Snitz Forums 2000
Snitz Forums 2000
Home | Profile | Register | Active Topics | Members | Search | FAQ
Username:
Password:
Save Password
Forgot your Password?

 All Forums
 Community Forums
 Code Support: ASP (Non-Forum Related)
 robots.txt help needed
 New Topic  Topic Locked
 Printer Friendly
Author Previous Topic Topic Next Topic  

Panhandler
Average Member

USA
783 Posts

Posted - 20 March 2007 :  10:52:15  Show Profile  Visit Panhandler's Homepage
I'm using a webcrawler to index my site for Google.
The forum has the "Event Calendar" mod which spans about a hundred years - and each day is seen as a link by the crawler.

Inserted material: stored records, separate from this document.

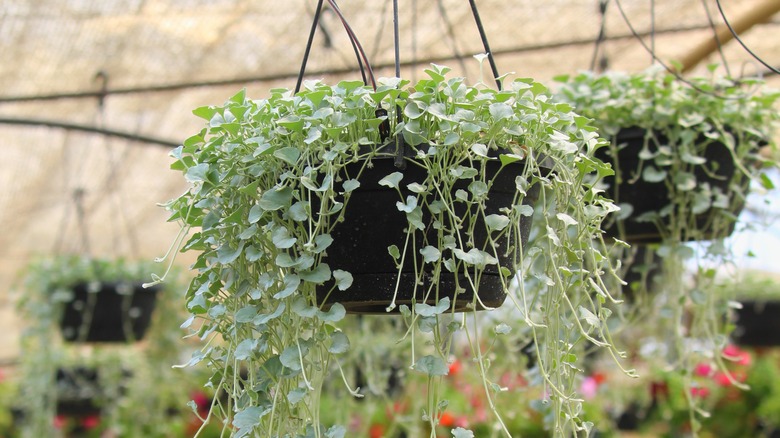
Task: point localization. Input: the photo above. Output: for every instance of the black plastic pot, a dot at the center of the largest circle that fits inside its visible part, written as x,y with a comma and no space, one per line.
78,391
372,223
115,313
719,172
757,324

How do I keep the crawler from looking in the forum?

Here's a portion of my robots.txt:

User-agent: webcrawler
Disallow: /_private
Disallow: /_vti_log
Disallow: /cal
Disallow: /forum

Shouldn't that work?



"5-in-1 Snitz Common Expansion Pack" - five popular mods packaged for easy install
". . .on a mote of dust, suspended in a sunbeam. . ."
HarborClassifieds
Support Snitz Forums


Shaggy
Support Moderator

Ireland
6780 Posts

Posted - 20 March 2007 :  11:00:43  Show Profile
Here's a handy-dandy reference


Search is your friend
“I was having a mildly paranoid day, mostly due to the
fact that the mad priest lady from over the river had
taken to nailing weasels to my front door again.”
Go to Top of Page

Gremlin
General Help Moderator

New Zealand
7528 Posts

Posted - 21 March 2007 :  03:39:25  Show Profile  Visit Gremlin's Homepage
Are you sure the webcrawler obeys robots files? and are you sure that webcrawler is the user-agent?

Kiwihosting.Net - The Forum Hosting Specialists
Go to Top of Page

Panhandler
Average Member

USA
783 Posts

Posted - 21 March 2007 :  09:55:35  Show Profile  Visit Panhandler's Homepage
quote:
Originally posted by Gremlin

Are you sure the webcrawler obeys robots files? and are you sure that webcrawler is the user-agent?


Yes. . .there was a big improvement once I cleared out the webcrawler memory, erased all files that it had generated, erased the project, restarted the application and established a new project.

It seems the crawler would not "forget" URL's that it already visited and it would start down that path again.


Now there are only 8,900 URL's on my site being counted - so yes, it appears that the webcrawler is obeying the robot.txt. But that's still way to many URLs.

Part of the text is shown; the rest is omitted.